Apart from growing speculation over OPEC's next move on crude supply, Thursday's (April 11th) data had revealed an upsurge in the USA crude stockpiles, which had also contributed potentially to the decline of USA crude future price.

Crude futures rose again on Friday, heading for a sixth-straight week of gains, as threats of a wipeout in Libyan crude supply bolstered an already squeezed market.

Oil prices have recovered sharply since December, when they fell to a 15-month low, and ICE Brent has been trading a five-month high of above $71 per barrel this week.


Its 14 members pumped 30.02 million bpd in March, its lowest output figure since February 2015.

Current oil demand stands around 100 million bpd.

The International Energy Agency said on Thursday that Venezuelan crude production has dropped below 1 million bpd to 870,000 bpd due to USA sanctions, and Iranian supply could fall further after May if Washington tightens its sanctions against Tehran, as many experts anticipate.

According to the report, only time will tell if the EIA current demand forecast (1.4 mb/d) proves accurate, but the "risks are now to the downside". The IEA also said that US sanctions and power outages pushed OPEC...

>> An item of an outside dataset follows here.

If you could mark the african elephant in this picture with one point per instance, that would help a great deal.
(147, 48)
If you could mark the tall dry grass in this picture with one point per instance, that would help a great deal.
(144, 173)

Additionally, supply from Libya is also in decline as tensions continue between UN-backed Government of National Accord and east Libya-based commander Khalifa Haftar who now controls around half of the oil fields in the country that have a total of 1.1 million bpd of oil production.


The Organization of the Petroleum Exporting Countries, Russia and other producers, an alliance known as OPEC+, are reducing output by 1.2 million bpd from January 1 for six months.

Meanwhile, the latest EIA report showed that the U.S. crude inventories rose 7 million barrels to 456.6 million barrels in the last week, their highest since November 2017. Additionally, U.S. crude output remained at a record 12.2 million barrels per day.

In 2018 OPEC+ made a decision to increase output at its mid-year meeting, only to return to production cuts in 2019.

At the same time, the International Energy Agency (IEA) reported that OPEC production fell 550,000 bpd.